Notamment, dans un contexte où 837 projets miniers couvrant 35% du territoire national pourraient bientôt voir le jour, la mise en place d’un cadre législatif clair et respectueux des normes internationales en matière de droits humains relatifs à la terre contribuerait à canaliser les possibles conflits au travers de canaux institutionnels de dialogue au lieu de générer de la violence et des conflits sociaux. Pour toutes ces raisons, nos organisations appellent à la tenue de débats participatifs incluant notamment la société civile et notamment des peuples autochtones et garifunas.

Le rapport conclut d’autre part que les facteurs structurels comme la militarisation de l’État, le manque d’indépendance du pouvoir judiciaire, la stigmatisation systématique des défenseurs et les carences institutionnelles de l’État en matière de droits humains sont la preuve de l’absence de volonté réelle de l’État de protéger les défenseurs des droits humains.

Preuve en sont les déclarations récentes et extrêmement préoccupantes du Président Juan Orlando Hernández, criminalisant de façon irresponsable les organisations de défense des droits humains en les assimilant à des gangs. De tels propos ne peuvent que contribuer à accroître davantage le risque d’attaques contre les défenseurs.

A la lumière des conclusions de notre rapport, nos organisations formulent des recommandations spécifiques sur les réformes structurelles nécessaires, identifiées par nos organisations à partir de leur analyse.

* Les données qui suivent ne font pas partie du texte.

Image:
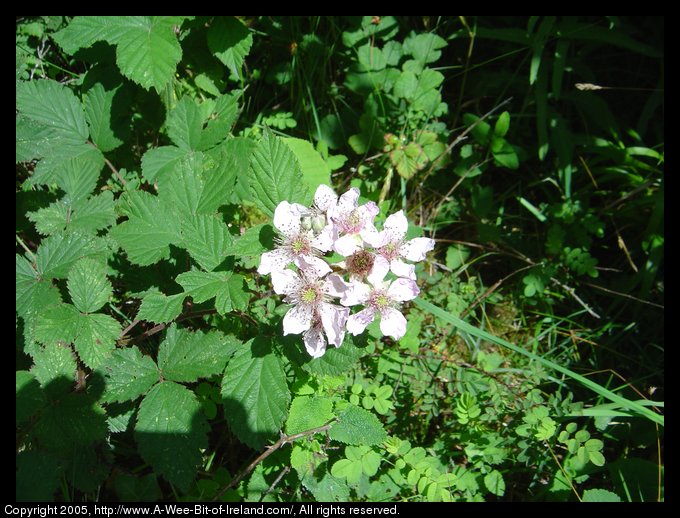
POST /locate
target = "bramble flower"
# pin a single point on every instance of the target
(296, 244)
(381, 298)
(353, 223)
(312, 312)
(391, 247)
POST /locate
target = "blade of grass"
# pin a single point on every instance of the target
(632, 406)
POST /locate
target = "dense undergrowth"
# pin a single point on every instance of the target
(151, 155)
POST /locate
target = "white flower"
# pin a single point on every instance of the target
(381, 298)
(297, 245)
(391, 247)
(311, 312)
(353, 222)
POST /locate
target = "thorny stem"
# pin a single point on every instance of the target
(271, 449)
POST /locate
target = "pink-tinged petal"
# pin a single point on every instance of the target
(334, 319)
(297, 320)
(357, 323)
(392, 323)
(380, 268)
(324, 241)
(416, 249)
(335, 286)
(275, 260)
(402, 269)
(396, 226)
(287, 218)
(402, 290)
(357, 293)
(314, 266)
(325, 198)
(285, 282)
(349, 244)
(315, 343)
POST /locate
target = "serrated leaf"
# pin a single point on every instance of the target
(357, 426)
(144, 236)
(147, 47)
(57, 325)
(171, 431)
(58, 253)
(55, 106)
(185, 356)
(308, 412)
(275, 175)
(98, 104)
(29, 396)
(161, 161)
(159, 308)
(185, 124)
(96, 338)
(207, 239)
(315, 170)
(128, 375)
(255, 393)
(230, 41)
(88, 285)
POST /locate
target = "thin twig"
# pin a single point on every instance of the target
(271, 449)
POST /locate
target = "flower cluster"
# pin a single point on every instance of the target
(339, 224)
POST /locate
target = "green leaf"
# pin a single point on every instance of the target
(98, 104)
(307, 412)
(171, 431)
(255, 393)
(185, 124)
(58, 253)
(29, 396)
(57, 325)
(600, 495)
(54, 363)
(185, 356)
(144, 236)
(357, 426)
(128, 375)
(230, 41)
(207, 239)
(494, 483)
(88, 285)
(159, 308)
(55, 106)
(97, 335)
(275, 175)
(161, 161)
(147, 48)
(315, 170)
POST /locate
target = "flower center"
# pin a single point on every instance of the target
(360, 263)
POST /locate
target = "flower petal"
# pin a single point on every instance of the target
(348, 244)
(402, 290)
(285, 282)
(315, 342)
(325, 198)
(297, 320)
(335, 286)
(277, 259)
(357, 323)
(334, 319)
(396, 226)
(287, 218)
(416, 249)
(357, 293)
(314, 266)
(402, 269)
(380, 268)
(392, 323)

L’Observatoire pour la protection des défenseurs des droits de l’Homme (l’Observatoire) est un programme crée en 1997 par l’Organisation mondiale contre la torture (OMCT) et la FIDH et son objectif est d’intervenir pour prévenir ou parer à des situations concrètes de répression contre les défenseurs et défenseures des droits humains. L’OMCT et la FIDH sont tous deux membres de ProtectDefenders.eu, le Mécanisme de l’Union européenne pour les défenseurs des droits humains, mis en œuvre par la société civile internationale.